Restructuring and other related costs were classified in the condensed consolidated statements of operations as follows (in thousands):
| | | | | | | | | | | |
| | | | | Three Months Ended March 31, | | |
| | | | | 2023 | | |
Restructuring: | | | | | | | |
Cost of product and service | | | | | $ | 213 | | | |
Research and development | | | | | (76) | | | |
Selling, general and administrative | | | | | 157 | | | |
Total restructuring | | | | | 294 | | | |
Other related costs: | | | | | | | |
Selling, general and administrative | | | | | 63 | | | |
Total other related costs | | | | | 63 | | | |
Total restructuring and other related costs | | | | | $ | 357 | | | |
The Company’s restructuring and other related costs by segment and corporate were as follows (in thousands):
| | | | | | | | | | | |
| | | | Three Months Ended March 31, |
| | | | 2023 | | | |
Restructuring: | | | | | | | |
Proteomics | | | | $ | 225 | | | | |
Genomics | | | | 69 | | | | |
| | | | | | | |
Total restructuring | | | | 294 | | | | |
Other related costs: | | | | | | | |
Corporate | | | | 63 | | | | |
Total other related costs | | | | 63 | | | | |
Total restructuring and other related costs | | | | $ | 357 | | | | |
15. Commitments and Contingencies
Indemnification
From time to time, we have entered into indemnification provisions under certain of our agreements in the ordinary course of business, typically with business partners, customers, and suppliers. Pursuant to these agreements, we may indemnify, hold harmless, and agree to reimburse the indemnified parties on a case-by-case basis for losses suffered or incurred by the indemnified parties in connection with any patent or other intellectual property infringement claim by any third party with respect to our products. The term of these indemnification provisions is generally perpetual from the time of the execution of the agreement. The maximum potential amount of future payments we could be required to make under these indemnification provisions is typically not limited to a specific amount. In addition, we have entered into indemnification agreements with our officers, directors, and certain other employees. With certain exceptions, these agreements provide for indemnification for related expenses including, among others, attorneys’ fees, judgments, fines and settlement amounts incurred by any of these individuals in any action or proceeding.
Contingencies
In September 2020, a putative class action complaint alleging violations of the federal securities laws was filed against the Company (also naming our Chief Financial Officer and our former Chief Executive Officer as defendants) in the U.S. District Court for the Northern District of California (Reena Saintjermain, et al. v. Fluidigm Corporation, et al). On February 14, 2022, the Court granted defendants’ motion to dismiss the second amended complaint with prejudice. On March 15, 2022, the lead plaintiff filed a notice of appeal of the District Court’s decision. Following a hearing before the Ninth Circuit Court of Appeals, the dismissal was affirmed on February 21, 2023.
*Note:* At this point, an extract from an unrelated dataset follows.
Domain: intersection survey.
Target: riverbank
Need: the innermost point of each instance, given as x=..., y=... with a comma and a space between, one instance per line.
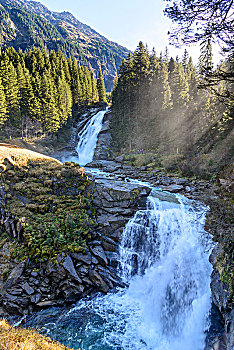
x=216, y=194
From time to time, we may be subject to various legal proceedings and claims arising in the ordinary course of business. These include disputes and lawsuits related to intellectual property, mergers and acquisitions, licensing, contract law, tax, regulatory, distribution arrangements, employee relations and other matters. Periodically, we review the status of each matter and assess its potential financial exposure. If the potential loss from any claim or legal proceeding is considered probable and a range of possible loss can be estimated, we accrue a liability for the estimated loss. We have not recorded any such liabilities in any of the periods presented. Legal proceedings are subject to uncertainties, and the outcomes are difficult to predict. Because of such uncertainties, accruals are based only on the best information available at the time. As additional information becomes available, we continue to reassess the potential liability related to pending claims and litigation and may revise estimates.